Ugandan president, Yoweri Museveni, expressed gratitude to “the Tanzanian government and people” for the generous concessions the latter have granted his country on the 1,445 Hoima (Uganda) to Tanga (Tanzania) crude oil pipeline.
“There will be no pay transit tax, no Value Added Tax, no corporate income tax, they gave us 20 years depreciation tax holiday, granted us a free corridor where the pipeline passes and promised to buy shares in the pipeline”, President Museveni said on Saturday, August 5, 2017.
He was speaking at the inauguration of the construction of the pipeline, named the East African Crude Oil Pipeline. With him at the stone laying, in Tanga, was Tanzanian President Joseph Pombe Magufuli, and ranking ministers from both countries, as well as a crowd of cheering Tanzanians.
Because of those concessions, Museveni explained, “the cost of delivering a barrel of oil from Hoima to the Tanga on the edge of the Indian ocean will be $12.2, making Uganda’s crude profitable even at today’s cost of about $50 per barrel.
Cost has been the core issue in the choice of route for the evacuation of crude from landlocked Uganda to the nearest coastal town from which to export the hydrocarbon.
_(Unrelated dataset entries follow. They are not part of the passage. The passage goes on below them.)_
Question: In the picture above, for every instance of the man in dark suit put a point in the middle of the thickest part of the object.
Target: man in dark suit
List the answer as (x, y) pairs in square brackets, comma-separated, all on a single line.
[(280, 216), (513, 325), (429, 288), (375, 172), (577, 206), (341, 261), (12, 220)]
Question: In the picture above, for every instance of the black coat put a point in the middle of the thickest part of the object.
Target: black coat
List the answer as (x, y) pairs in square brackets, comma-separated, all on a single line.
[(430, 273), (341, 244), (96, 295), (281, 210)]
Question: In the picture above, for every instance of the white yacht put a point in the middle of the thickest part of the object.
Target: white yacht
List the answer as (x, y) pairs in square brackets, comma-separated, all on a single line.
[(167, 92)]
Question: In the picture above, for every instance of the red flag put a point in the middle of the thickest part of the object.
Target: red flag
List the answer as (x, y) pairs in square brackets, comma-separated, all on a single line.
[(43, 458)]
French major TOTAL pushed the Ugandan government into jettisoning the Hoima (Uganda) to Mombassa or Lamu (Kenya) route for the Hoima (Uganda) to Tanga (Tanzania) route by stating repeatedly that the Tanzanian route was “the least cost” route.
The idea that Ugandan crude would pass through Kenya had seemed settled for several years, and been accepted by the (then) main player Tullow Oil, until TOTAL showed up in the scheme.
One of TOTAL’s key argument was that the Kenyan route was mountainous and as such expensive, compared with the rather flat land route from Hoima to Tanga. There were also security concerns.
But the generous concessions by Tanzania, announced last Saturday had also helped.
Museveni asked other East African countries (Rwanda, Congo DRC, South Sudan) to look at the East African Crude Oil Pipeline as an East African community asset and argued that new discoveries in the region would find ready evacuation to the sea through the pipeline.
The heated crude oil pipe line, reportedly the longest of its kind in the world, will cost $3.5Billion and is expected to be completed by 2020. The pipeline works will be undertaken by Total E&P, CNOOC and Tullow Oil together with the two governments of Uganda and Tanzania. At peak, the line will pump 216,000 barrels of crude oil for export daily.